Клановые теневые структуры были свойственны и сталинизму, но они не чувствовали себя комфортно. Трудно назвать какого-либо представителя партийно-хозяйственной иерархии, члены семьи которого или он сам не оказывались бы заложниками системы. Вертикаль власти не терпела наростов и постоянно от них избавлялась. Периодически происходила ротация элиты, которая порой носила характер чисток, “отстрела”. Подъем по ступеням иерархии всегда был сопряжен с угрозой быть подвергнутым репрессиям.
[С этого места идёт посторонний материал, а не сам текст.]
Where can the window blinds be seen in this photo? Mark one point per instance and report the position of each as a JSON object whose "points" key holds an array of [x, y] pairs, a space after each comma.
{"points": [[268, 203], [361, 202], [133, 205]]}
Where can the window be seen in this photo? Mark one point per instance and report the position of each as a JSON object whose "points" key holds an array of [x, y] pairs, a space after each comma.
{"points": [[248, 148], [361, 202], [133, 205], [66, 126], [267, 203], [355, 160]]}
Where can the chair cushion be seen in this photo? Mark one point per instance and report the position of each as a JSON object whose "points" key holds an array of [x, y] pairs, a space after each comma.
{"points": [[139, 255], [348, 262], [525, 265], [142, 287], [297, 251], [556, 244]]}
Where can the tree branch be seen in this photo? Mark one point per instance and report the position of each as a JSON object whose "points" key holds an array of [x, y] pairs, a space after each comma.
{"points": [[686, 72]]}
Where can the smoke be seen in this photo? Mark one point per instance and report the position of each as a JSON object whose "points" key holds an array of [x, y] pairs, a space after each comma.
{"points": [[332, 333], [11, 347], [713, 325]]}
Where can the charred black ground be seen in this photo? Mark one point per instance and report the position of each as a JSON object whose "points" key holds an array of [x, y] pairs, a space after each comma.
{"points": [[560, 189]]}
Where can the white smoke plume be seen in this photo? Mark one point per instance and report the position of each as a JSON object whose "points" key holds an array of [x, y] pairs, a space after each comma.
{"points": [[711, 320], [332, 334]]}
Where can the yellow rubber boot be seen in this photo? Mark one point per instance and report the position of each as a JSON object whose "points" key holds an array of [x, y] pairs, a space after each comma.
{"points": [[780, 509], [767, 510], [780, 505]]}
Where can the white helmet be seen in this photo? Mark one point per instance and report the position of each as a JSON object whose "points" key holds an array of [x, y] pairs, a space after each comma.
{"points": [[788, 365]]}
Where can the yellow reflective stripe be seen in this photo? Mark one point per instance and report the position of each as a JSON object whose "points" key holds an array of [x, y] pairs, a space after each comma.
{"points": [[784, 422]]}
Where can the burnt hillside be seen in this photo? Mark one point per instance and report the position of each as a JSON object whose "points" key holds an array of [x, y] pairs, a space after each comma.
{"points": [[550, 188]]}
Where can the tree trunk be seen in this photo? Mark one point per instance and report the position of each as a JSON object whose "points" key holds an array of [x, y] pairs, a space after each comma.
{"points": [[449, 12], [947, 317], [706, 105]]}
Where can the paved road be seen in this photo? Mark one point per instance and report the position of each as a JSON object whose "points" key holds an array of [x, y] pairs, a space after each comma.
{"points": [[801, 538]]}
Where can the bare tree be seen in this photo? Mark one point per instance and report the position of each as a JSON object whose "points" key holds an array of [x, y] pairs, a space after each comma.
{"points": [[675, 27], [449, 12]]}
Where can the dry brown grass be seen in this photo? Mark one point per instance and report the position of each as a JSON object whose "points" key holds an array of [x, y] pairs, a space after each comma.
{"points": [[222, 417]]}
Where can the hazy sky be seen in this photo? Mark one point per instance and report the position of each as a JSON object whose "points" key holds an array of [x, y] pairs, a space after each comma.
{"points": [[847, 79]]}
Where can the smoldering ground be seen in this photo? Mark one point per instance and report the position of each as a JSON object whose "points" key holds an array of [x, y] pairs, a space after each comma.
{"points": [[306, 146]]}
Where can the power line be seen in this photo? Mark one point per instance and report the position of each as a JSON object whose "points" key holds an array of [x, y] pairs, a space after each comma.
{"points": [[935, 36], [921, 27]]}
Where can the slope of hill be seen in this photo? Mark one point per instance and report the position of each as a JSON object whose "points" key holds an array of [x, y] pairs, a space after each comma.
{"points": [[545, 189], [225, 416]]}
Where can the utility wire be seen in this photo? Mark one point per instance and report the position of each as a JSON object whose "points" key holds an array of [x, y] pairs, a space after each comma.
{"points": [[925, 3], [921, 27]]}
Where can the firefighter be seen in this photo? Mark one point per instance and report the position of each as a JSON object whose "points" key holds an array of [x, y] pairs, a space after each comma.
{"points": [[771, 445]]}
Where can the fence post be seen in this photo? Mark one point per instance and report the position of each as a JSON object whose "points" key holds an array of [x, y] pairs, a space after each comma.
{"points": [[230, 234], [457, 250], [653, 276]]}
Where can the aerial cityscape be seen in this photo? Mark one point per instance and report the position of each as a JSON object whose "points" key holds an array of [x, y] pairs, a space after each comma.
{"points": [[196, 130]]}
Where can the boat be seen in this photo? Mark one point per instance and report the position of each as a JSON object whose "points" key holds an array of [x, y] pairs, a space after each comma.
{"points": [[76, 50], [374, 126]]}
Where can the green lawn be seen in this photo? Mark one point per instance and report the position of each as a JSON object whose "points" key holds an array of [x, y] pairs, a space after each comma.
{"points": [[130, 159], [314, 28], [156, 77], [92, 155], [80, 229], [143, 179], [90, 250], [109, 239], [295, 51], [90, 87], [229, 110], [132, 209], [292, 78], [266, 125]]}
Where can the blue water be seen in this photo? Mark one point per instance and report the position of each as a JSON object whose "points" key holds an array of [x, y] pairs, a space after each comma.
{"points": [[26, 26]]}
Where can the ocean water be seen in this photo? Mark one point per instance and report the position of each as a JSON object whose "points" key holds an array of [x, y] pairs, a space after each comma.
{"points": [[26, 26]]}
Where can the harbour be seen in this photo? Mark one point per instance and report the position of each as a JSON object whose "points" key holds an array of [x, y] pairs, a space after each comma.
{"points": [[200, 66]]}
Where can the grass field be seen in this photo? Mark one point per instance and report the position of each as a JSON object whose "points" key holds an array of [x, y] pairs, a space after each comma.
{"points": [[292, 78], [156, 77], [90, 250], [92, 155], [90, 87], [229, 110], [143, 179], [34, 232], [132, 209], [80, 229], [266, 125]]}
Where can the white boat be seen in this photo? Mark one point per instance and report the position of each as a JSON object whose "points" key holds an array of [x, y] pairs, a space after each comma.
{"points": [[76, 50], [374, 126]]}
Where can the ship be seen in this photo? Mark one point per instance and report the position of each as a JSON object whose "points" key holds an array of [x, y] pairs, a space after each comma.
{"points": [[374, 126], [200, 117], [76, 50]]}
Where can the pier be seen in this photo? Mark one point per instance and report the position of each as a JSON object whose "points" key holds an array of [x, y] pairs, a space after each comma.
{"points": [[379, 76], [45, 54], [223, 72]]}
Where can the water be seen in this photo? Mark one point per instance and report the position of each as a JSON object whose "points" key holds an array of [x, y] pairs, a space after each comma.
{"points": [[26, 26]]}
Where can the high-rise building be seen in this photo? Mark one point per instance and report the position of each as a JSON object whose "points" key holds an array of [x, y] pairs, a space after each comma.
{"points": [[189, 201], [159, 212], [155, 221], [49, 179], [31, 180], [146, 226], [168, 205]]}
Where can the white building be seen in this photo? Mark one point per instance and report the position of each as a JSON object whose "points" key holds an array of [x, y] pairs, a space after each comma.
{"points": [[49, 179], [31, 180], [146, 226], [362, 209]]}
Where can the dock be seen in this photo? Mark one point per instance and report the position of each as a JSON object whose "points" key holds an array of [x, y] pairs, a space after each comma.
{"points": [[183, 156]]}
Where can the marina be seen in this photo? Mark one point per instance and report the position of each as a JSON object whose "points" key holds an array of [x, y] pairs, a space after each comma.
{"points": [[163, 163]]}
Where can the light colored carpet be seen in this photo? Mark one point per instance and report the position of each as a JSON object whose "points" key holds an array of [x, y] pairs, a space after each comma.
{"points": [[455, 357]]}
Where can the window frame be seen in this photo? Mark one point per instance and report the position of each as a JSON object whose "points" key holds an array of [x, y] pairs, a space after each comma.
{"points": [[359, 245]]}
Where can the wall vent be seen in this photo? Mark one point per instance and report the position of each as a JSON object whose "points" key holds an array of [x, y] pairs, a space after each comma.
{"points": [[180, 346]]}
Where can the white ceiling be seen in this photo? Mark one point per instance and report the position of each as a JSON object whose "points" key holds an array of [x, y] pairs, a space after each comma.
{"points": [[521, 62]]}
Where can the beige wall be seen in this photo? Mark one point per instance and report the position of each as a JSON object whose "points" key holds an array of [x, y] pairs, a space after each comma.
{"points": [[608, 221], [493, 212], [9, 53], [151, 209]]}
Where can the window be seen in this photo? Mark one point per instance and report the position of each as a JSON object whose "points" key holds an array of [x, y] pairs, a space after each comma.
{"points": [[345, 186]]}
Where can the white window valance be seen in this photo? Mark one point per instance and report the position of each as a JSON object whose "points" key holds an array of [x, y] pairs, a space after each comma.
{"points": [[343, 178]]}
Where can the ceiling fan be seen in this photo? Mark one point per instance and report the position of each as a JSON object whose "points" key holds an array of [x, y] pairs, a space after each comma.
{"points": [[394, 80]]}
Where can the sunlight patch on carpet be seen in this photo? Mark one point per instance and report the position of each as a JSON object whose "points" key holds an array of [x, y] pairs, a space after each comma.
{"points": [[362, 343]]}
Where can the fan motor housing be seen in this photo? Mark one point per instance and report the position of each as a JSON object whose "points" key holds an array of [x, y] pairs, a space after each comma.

После хрущевской оттепели партийно-хозяйственный актив сложился в самый главный клан. Получив возможность “отстояться”, воспроизвестись через поколение, он стал непроницаем. Продвижение по социальной лестнице все более зависело теперь от степени близости индивида к партийно-хозяйственной номенклатуре.
Возобладало потребительское отношение к институтам государственности. Оно проявилось в анархическом отношении к власти. Официально провозглашаемые ценности воспринимались как необходимая формальность, а иногда — как пережиток, поддерживаемый набором ритуалов-рудиментов.
Появилось новое измерение социальной структуры — степень доступа больших и малых групп людей к теневым источникам доходов и услуг.
Заложенное в двойном стандарте противоречие не предполагало развития — только загнивание. Это было противоречие между потреблением и еще большим потреблением, выливавшееся в самопотребление и в конце концов — в самоуничтожение.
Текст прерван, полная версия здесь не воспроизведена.